Colômbia formaliza carta de saída da Unasul

Motivo é a postura da entidade sobre crise na Venezuela

Carlos Trujillo (esquerda) e Iván Duque (direita) anunciam saída da Colômbia da Unasul
Carlos Trujillo (esquerda) e Iván Duque (direita) anunciam saída da Colômbia da Unasul (foto: EPA)
09:21, 28 AgoBOGOTÁ ZLR

(ANSA) - A Colômbia formalizou nesta segunda-feira (27) sua saída da União das Nações Sul-Americanas (Unasul), que será efetivada em seis meses, por causa da atuação da entidade na crise venezuelana.

"Quero informar aos colombianos que, no dia de hoje, por instruções precisas, o senhor chanceler da República, Carlos Holmes Trujillo, enviou à Unasul a carta onde nós denunciamos o tratado constitutivo da entidade, e, em seis meses, se fará efetiva a saída da Colômbia dessa organização", declarou o presidente Iván Duque.

O mandatário acrescentou que a Unasul ficou em "silêncio" e mostrou "complacência" para evitar denunciar a "ditadura da Venezuela". "A Unasul é uma instituição criada para fraturar o sistema interamericano", disse.

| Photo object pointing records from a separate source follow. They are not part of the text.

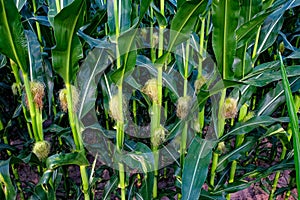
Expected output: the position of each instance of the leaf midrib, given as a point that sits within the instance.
(88, 85)
(196, 166)
(70, 45)
(10, 39)
(183, 24)
(224, 40)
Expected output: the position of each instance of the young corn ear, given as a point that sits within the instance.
(41, 149)
(158, 137)
(281, 47)
(63, 98)
(37, 90)
(183, 107)
(150, 89)
(114, 109)
(230, 108)
(199, 83)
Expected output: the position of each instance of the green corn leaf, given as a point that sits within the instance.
(246, 127)
(12, 39)
(127, 47)
(271, 27)
(275, 97)
(6, 184)
(225, 15)
(68, 48)
(88, 77)
(294, 121)
(184, 21)
(196, 167)
(110, 187)
(44, 190)
(61, 159)
(235, 154)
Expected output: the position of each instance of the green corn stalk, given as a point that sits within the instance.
(14, 170)
(155, 121)
(120, 122)
(284, 149)
(201, 53)
(294, 121)
(238, 143)
(185, 127)
(38, 29)
(220, 127)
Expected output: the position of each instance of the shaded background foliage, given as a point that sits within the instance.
(234, 46)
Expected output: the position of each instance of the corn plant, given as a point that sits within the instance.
(140, 99)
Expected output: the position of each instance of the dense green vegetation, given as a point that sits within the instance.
(141, 99)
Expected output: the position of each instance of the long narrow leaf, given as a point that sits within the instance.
(5, 181)
(12, 39)
(68, 48)
(294, 121)
(196, 167)
(225, 16)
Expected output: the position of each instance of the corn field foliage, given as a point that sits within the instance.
(141, 99)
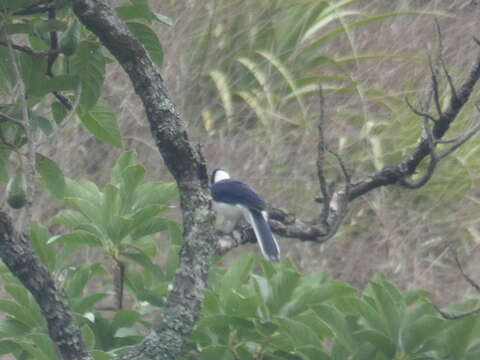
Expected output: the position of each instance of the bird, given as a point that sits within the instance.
(233, 199)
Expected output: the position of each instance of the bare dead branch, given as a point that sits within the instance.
(418, 112)
(186, 164)
(393, 174)
(321, 150)
(460, 141)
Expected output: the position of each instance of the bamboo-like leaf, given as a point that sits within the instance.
(253, 103)
(277, 64)
(221, 82)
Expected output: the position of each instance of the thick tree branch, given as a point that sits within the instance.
(188, 167)
(19, 257)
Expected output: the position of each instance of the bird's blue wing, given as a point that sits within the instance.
(235, 192)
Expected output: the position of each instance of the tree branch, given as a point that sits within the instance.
(188, 167)
(17, 254)
(391, 175)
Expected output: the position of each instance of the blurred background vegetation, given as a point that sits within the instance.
(245, 77)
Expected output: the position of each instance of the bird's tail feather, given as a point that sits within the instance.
(267, 242)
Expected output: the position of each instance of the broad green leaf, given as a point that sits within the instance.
(86, 303)
(338, 325)
(132, 177)
(126, 332)
(57, 83)
(12, 328)
(51, 175)
(299, 333)
(78, 237)
(149, 39)
(388, 308)
(70, 218)
(283, 283)
(42, 123)
(59, 112)
(77, 282)
(146, 214)
(102, 355)
(100, 120)
(90, 210)
(4, 156)
(379, 340)
(88, 64)
(118, 228)
(39, 236)
(51, 25)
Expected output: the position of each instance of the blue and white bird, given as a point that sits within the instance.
(233, 199)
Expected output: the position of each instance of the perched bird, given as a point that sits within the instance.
(233, 199)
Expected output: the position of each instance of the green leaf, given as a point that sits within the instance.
(47, 26)
(45, 344)
(12, 328)
(57, 83)
(149, 39)
(132, 176)
(299, 333)
(51, 175)
(39, 236)
(126, 332)
(71, 38)
(101, 122)
(79, 237)
(4, 156)
(124, 318)
(87, 208)
(146, 214)
(86, 303)
(43, 124)
(88, 64)
(101, 355)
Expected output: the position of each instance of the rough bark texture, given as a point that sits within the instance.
(18, 255)
(187, 166)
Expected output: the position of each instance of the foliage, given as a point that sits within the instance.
(73, 71)
(122, 219)
(268, 58)
(264, 311)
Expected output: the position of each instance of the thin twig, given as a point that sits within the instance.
(418, 112)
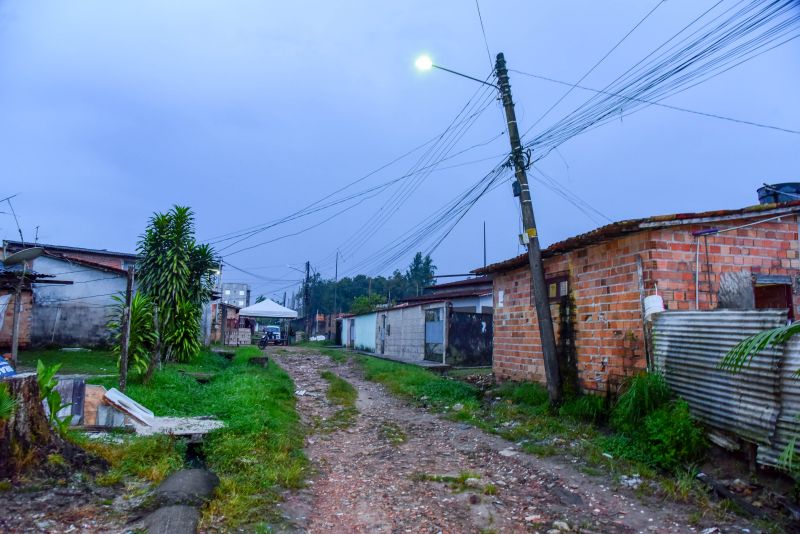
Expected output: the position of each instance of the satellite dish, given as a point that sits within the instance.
(24, 255)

Em abril passado, a Colômbia e mais cinco países - Brasil, Argentina, Paraguai, Peru e Chile - anunciaram a suspensão, por tempo indeterminado, de sua participação nas reuniões do bloco, criado em 2008, por iniciativa dos ex-presidentes Luiz Inácio Lula da Silva, Hugo Chávez e Néstor Kirchner.

O objetivo era incentivar a integração na América do Sul, então dominada por governos de esquerda. A entidade também conta com Bolívia, Equador, Guiana, Suriname, Uruguai e Venezuela. A Unasul, no entanto, está paralisada desde 2017, porque Caracas vetou um candidato argentino para secretário-geral do bloco.

A crise política, social e econômica na Venezuela percorre todo o período de Nicolás Maduro no poder e já provocou um êxodo de mais de 1,6 milhão de pessoas desde 2015, segundo a Organização das Nações Unidas (ONU). (ANSA)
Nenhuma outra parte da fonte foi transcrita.